Au lieu d'une taxe sur les transactions, le Royaume-Uni propose d'imposer les actifs des banques et de séparer les activités bancaires de base des activités d'investissement plus spéculatives. Ces dernières ne seront plus garanties par le gouvernement.

Mais pareilles mesures ne s'attaqueraient en rien à la spéculation et à la négociation effrénée. Les courtiers spéculateurs se servent aujourd'hui d'outils informatiques sophistiqués pour transiger à toute vitesse et empocher des profits sur des marges infimes. D'où la volatilité extrême et les dérapages que les investisseurs, petits et grands, observent avec effroi en Bourse.

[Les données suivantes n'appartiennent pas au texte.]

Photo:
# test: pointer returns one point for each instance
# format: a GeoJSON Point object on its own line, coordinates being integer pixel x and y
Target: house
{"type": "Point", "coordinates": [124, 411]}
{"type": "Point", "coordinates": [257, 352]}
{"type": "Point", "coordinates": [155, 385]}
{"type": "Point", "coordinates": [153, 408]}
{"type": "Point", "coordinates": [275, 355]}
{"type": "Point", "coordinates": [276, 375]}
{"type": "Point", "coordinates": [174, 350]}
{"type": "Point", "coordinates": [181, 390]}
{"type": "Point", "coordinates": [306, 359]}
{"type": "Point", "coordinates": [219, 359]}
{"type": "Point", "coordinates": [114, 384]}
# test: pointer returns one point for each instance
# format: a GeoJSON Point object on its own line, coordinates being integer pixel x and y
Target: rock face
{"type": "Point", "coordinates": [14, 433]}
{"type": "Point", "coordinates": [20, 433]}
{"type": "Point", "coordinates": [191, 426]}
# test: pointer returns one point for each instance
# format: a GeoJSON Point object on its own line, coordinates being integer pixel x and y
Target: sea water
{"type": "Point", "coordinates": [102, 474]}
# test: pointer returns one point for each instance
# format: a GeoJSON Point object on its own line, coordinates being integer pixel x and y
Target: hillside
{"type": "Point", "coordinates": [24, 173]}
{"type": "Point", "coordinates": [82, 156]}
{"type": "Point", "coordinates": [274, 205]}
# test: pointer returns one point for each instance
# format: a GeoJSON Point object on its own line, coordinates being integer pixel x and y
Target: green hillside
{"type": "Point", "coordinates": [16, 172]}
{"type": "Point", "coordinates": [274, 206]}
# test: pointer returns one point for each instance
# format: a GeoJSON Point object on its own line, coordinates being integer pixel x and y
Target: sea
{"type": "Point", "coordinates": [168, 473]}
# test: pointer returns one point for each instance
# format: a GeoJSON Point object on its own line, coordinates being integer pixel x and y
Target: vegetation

Les deux tiers des volumes de négociation viendraient aujourd'hui de ces courtiers spéculateurs, rapportait récemment le Wall Street Journal. Or, il n'y a que ces spéculateurs pour prétendre qu'ils jouent un rôle «socialement utile» en assurant la liquidité des marchés, alors qu'ils en sont le cancer.

Il est bon de se rappeler à quoi servent les marchés des capitaux. À la base, ils servent à financer les projets des entreprises qui ne trouveraient pas de capitaux autrement ou alors, à coût plus élevé. C'est ce qui fait tourner l'économie, la vraie.

Une taxe sur les transactions financières tuerait dans l'oeuf cette spéculation. Mais à défaut d'une improbable concertation mondiale, elle ratera sa cible.

Il y a d'autres moyens de freiner la spéculation, l'objectif que James Tobin poursuivait. Interdire la vente à découvert de titres que l'on n'a pas acquis ou emprunté peut en être un, même si limité.

C'est technique et assez rébarbatif. Mais il y a peut-être des outils plus efficaces qu'une taxe aussi séduisante qu'utopique.